# Coral banded shrimp died while molting?



## xosux (Aug 22, 2008)

Hi,
This morning my coral banded shrimp was on it's back not moving but it's fin things by it's mouth was moving like normal. The back half of it's exoskeleton was gone and both pincers fell off. It did move a little before i left but not much. Some history, i've had it for one and a half years and the water perams are the same then and now. A week ago i bought a fluval fx5 for my 55 gallon tank ( and a 20 gallon refugium ) it works good but puts out a lot of little bubbles all the time. Can the bubbles have killed it and not the other inverts in my tank. Yesterday i went and bought fluval pre filter and some polyester fiber to put in the fx5. I cleaned and rinsed good with ro+di water before putting it in and that puts us up to this morning. Could it be the pre filter or polyester fiber? Any help will be appreciated.

Edit: Update on the little bubbles i have a skimmer that put's out on top of the fx5 return and it is putting the bubbles in and getting spread around.


----------



## TheOldSalt (Jan 28, 2005)

I doubt the bubbles had anything to do with it. Moulting is a risky time for shrimp, especially in aquaria. If the diet or water is lacking in, or too rich in, certain minerals it can cause the process to fail. Moulting shrimps can be used like coal-mine canaries in this way, being a good first indicator that something is wrong. It might be time for a big water change.


----------



## xosux (Aug 22, 2008)

I now think that could be the problem after you said water change. I usually do 5 gallon a week but i was on vacation for 2 weeks so they only got to eat while i was gone. I then did a 15 gallon change but that was 3 weeks ago. Since then i've my normal 5 gallon a week change.
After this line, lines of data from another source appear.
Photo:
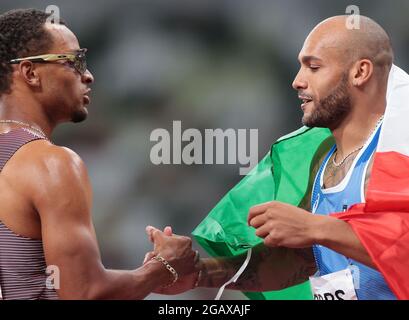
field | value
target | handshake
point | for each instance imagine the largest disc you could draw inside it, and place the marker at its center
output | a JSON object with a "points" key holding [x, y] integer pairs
{"points": [[175, 256]]}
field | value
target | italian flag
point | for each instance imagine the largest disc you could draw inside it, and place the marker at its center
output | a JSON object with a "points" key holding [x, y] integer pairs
{"points": [[286, 175]]}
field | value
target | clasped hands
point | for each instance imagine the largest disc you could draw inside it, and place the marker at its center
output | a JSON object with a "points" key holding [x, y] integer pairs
{"points": [[279, 224]]}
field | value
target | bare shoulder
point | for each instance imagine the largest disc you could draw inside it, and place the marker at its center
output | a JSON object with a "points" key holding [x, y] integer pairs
{"points": [[46, 172], [47, 159]]}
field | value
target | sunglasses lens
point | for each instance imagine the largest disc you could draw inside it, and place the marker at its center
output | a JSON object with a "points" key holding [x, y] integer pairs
{"points": [[81, 63]]}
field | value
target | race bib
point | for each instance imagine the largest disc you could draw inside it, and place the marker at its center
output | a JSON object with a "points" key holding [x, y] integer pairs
{"points": [[335, 286]]}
This should be good for a 55 gallon tank correct?


----------



## TheOldSalt (Jan 28, 2005)

Not exactly. 
If you always change 10% each week, then you are really changing less & less each week as you wind up changing new water from the previous week. 
A 10% change this week effectively becomes a 9% next week, and then less and less and less each subsequent week. It's not worth doing the math to figure it out exactly, ( _although it HAS been done here in this site_ ) but the the main thing to remember is to make bigger changes at least monthly to make up for this.

Anyway, without calcium, magnesium, and iodine tests and such, there's really no telling just exactly what happened. Just make sure to add a good Ca & Mg supplement regularly and feed your inverts well to help prevent this problem in the future, along with making better water changes.


----------



## xosux (Aug 22, 2008)

So do not do 5 gallon a week but do the 20% a month instead? My LFS said smaller weekly is better than large monthly for the fish. Thanks for your help.


----------



## xosux (Aug 22, 2008)

I just did some research and is it true their lifespan is 1-5 years? If so then mine lived a good life because it was full grown when i got it 2 1/2 years ago.


----------



## xosux (Aug 22, 2008)

I think i figured it out not. After getting back from vacation my RO+DI was 5ppm so i put new DI in and back to 0ppm. Only a few weeks later and I tested my RO+DI and it was 48ppm after DI and almost 200 before. This meens the DI was taking almost half since my water is almost 500ppm tap ( i know very hard water since it comes from an underground lime and calcium river ). I guess the membrane got messed up not being used for 2 weeks. I just flipped the switch and rinsed the membrane for 1 hour and boom back to 40ppm after membrane and 0ppm after DI. I 99.9% sure that did it since it was molting its body absorbed the contaminates way faster. Man that pisses me off i've put about 30 gallons of this in a 55 gallon tank in a few weeks. Now i will need to do major water changes over the next few days to correct it some. 
Thanks


----------